Anggota Tim Advokasi Novel Baswedan, Kurnia Ramadhana menyampaikan, sejak awal Tim Advokasi Novel Baswedan sudah menduga bahwa proses persidangan hanya akan mempertontonkan sandiwara belaka. Sebab, jika persidangan ini memang benar-benar ingin mencari keadilan, maka dua orang terdakwa tersebut bukan orang yang tepat untuk dipersalahkan.

“Pada dasarnya persidangan pidana bertujuan untuk mencari kebenaran materiil. Jadi logikanya, setiap bukti serta saksi yang relevan semestinya dapat dihadirkan di persidangan. Namun, dalam persidangan ini justru sebaliknya. Bukti serta saksi penting malah ditutup-tutupi oleh penegak hukum,” sesal Kurnia ketika dikonfrimasi JawaPos.com, Senin (22/6).

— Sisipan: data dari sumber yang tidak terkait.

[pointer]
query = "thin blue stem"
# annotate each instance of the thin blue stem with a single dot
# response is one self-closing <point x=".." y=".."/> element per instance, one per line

Peneliti Indonesia Corruption Watch (ICW) ini menyebut, saksi kunci yang bisa membuka skenario sandiwara tidak dihadirkan ke persidangan. Padahal setidaknya saksi itu dapat menjelaskan hal-hal konkret yang terjadi di tempat kejadian perkara.

“Jadi alih-alih dapat mengungkap aktor intelektual serta motif di balik teror ini. Untuk menemukan dua pelaku penyiram air keras tersebut saja negara tidak mampu,” cetusnya.

Menanggapi adanya video pernyataan para saksi kunci ini, Fedrik Adhar, tim jaksa penuntut umum (JPU) yang menangani perkara penyiraman air ker Novel, tak membalas pesan konfirmasi yang dilayangkan JawaPos.com, ketika ditanya alasannya tak memanggil sejumlah saksi kunci tersebut ke persidangan.

Untuk diketahui, JPU telah menuntut Rahmat Kadir dan Ronny bugis dengan hukuman satu tahun pidana penjara. Jaksa menilai, Ronny dan Rahmat terbukti melakukan penganiayaan berat terhadap Novel.

Jaksa menyebut kedua terdakwa tidak ingin menyiramkan air keras ke bagian wajah Novel. Menurut jaksa, kedua terdakwa hanya ingin menyiramkan cairan keras ke badan Novel untuk memberikan pelajaran.

“Bahwa dalam fakta persidangan, terdakwa tidak pernah menginginkan melakukan penganiayaan berat. Terdakwa hanya akan memberikan pelajaran kepada saksi Novel Baswedan dengan melakukan penyiraman cairan air keras ke Novel Baswedan ke badan. Namun mengenai kepala korban, akibat perbuatan terdakwa, Novel Baswedan mengakibatkan tidak berfungsi mata kiri sebelah hingga cacat permanen,” ucap Jaksa Fedrik Adhar memcakan tuntutan.

Dalam pertimbangan Jaksa, hal yang memberatkan Ronny dan Rahmat dinilai telah mencederai institusi Polri. Sedangkan hal yang meringankan, keduanya berlaku sopan selama persidangan dan mengabdi di institusi Polri.

Atas perbuatannya, Ronny Bugis dan Rahmat Kadir dituntut Pasal 353 ayat (2) KUHP Jo Pasal 55 ayat (1) ke-1 KUHP.